Search code examples
powershellfile-format

Using Powershell 7 test files for unix or windows format


I have a vendor who sends 5-10 files a month. Recently they started sending us a mixture of Unix format files among the Windows format files. This vendor is notoriously difficult to work with so this problem will be quicker solved by myself.

I have a short Powershell 7 script that works for the Unix files but creates havoc with the Windows files:

$Files = Get-ChildItem '\\XD1\Vendor_Incoming\*.csv'

foreach($file in $Files){
    (Get-Content -Raw -Path $file) -replace "`n","`r`n" |  Set-Content -NoNewline -Path $file
}

After searching SO and general google searches, I have yet to find an efficient method to test each file for its file format within the foreach statement, something like:

foreach($f in $Files){ If(thisfileisUnix){Process-File} }

Thank you for your time.


Solution

  • Your immediate problem, just to spell it out, is that you're blindly replacing "`n" (LF) instances with "`r`n" (CRLF) sequences, which means that files that already have CRLF sequences are accidentally corrupted, because you're effectively turning their CRLF sequences into CRCRLF sequences ("`r`r`n").


    Note:

    • Both solutions below rely on reading each file into memory in full.
    • If that is undesired, a more complex solution is needed, as demonstrated in Santiago's answer.

    A pragmatic solution that avoids this problem is to simply test for the presence of at least one "`r`n" (CRLF sequence) in the file's content and, if not found, assume that the file uses Unix-format newlines, "`n" (LF) only, and that the content therefore needs transforming:

    Get-ChildItem '\\XD1\Vendor_Incoming\*.csv' | 
      ForEach-Object {
        $text = $_ | Get-Content -Raw
        $isUnixFormat = -not $text.Contains("`r`n")
        if ($isUnixFormat) {
          $text.Replace("`n", "`r`n") |
            Set-Content -NoNewLine -LiteralPath $_.FullName
        }
      }
    

    Note that Set-Content uses its default character encoding, as it knows nothing about the original file's encoding, so you may have to pass an -Encoding argument.
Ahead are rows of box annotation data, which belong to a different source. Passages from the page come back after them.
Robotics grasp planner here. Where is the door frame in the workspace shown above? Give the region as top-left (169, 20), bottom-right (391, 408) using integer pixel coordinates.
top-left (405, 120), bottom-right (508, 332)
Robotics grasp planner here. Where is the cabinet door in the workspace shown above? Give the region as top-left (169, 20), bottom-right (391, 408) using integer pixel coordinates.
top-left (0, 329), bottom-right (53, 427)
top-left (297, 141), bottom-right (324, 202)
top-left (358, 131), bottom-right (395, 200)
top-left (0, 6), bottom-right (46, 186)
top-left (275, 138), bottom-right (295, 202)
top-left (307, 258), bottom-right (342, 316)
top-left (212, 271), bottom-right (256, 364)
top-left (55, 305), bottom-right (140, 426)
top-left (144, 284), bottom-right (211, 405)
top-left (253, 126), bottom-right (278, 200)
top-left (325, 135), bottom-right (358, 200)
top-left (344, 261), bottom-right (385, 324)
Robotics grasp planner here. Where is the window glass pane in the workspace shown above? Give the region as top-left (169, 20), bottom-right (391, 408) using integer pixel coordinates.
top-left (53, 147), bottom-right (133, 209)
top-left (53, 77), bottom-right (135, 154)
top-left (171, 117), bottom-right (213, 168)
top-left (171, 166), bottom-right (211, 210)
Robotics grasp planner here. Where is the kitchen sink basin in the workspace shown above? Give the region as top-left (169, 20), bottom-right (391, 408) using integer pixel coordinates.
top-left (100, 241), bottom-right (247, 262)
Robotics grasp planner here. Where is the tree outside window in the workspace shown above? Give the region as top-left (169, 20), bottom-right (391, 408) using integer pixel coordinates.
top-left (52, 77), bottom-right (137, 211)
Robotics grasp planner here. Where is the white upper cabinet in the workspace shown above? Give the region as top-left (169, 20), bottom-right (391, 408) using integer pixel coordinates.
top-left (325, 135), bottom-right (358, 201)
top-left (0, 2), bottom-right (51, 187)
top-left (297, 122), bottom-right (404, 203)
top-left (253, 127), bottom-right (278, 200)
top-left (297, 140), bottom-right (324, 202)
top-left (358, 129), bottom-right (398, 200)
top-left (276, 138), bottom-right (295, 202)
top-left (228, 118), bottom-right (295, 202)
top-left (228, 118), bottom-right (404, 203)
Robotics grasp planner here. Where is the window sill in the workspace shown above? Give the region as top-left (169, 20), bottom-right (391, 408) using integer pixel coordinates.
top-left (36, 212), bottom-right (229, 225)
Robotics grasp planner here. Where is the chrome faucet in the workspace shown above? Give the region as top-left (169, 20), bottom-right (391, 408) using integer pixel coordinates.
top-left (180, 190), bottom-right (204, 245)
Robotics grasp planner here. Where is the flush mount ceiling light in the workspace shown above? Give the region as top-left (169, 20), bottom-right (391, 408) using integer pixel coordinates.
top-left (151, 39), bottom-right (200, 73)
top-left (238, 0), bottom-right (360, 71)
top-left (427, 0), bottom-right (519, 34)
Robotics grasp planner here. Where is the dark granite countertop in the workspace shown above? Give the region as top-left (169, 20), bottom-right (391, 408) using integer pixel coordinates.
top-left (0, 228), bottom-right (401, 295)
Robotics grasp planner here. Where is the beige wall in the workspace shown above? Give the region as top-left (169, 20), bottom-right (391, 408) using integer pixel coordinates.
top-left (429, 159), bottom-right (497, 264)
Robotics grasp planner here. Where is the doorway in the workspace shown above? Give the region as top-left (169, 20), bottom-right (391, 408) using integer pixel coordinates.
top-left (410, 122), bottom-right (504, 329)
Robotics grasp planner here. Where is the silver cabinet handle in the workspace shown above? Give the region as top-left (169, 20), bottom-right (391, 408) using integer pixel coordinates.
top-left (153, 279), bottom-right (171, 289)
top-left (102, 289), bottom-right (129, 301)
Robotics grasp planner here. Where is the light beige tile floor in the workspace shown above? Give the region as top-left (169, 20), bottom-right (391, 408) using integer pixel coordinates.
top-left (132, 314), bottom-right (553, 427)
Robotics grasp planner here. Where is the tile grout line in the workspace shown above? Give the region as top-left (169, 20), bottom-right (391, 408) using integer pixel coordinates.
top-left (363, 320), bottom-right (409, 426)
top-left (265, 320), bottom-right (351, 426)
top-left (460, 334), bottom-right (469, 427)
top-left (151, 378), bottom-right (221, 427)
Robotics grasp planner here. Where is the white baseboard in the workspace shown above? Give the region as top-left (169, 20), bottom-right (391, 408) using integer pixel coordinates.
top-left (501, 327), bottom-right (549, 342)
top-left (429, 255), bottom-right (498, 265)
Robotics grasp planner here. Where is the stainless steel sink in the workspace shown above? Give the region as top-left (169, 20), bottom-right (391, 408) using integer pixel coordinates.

    Here's a more robust, regex-based solution, which, however, is only necessary if there's a chance that any given file may contain a mix of LF and CRLF newlines:

    Get-ChildItem '\\XD1\Vendor_Incoming\*.csv' | 
     ForEach-Object {
       $original = $_ | Get-Content -Raw
       $modified = $original -replace '(?<!\r)\n', "`r`n"
       if (-not [object]::ReferenceEquals($original, $modified)) {
          Set-Content -NoNewLine -LiteralPath $_.FullName -Value $modified
       }
     }
    
    • The above uses a regex with a negative lookbehind assertion ((?<!...)) to match only \n ("`n", LF) characters not preceded by \r ("`r", CR) and replace them with "`r`n" (Windows-format CRLF newlines).

    • It then tests whether any actual replacements were made, taking advantage of the fact that -replace, the regular-expression-based string replacement operator, returns the input string as-is if no actual replacement was made.

    • Only if an actual replacement was made is the modified content written back to the input file.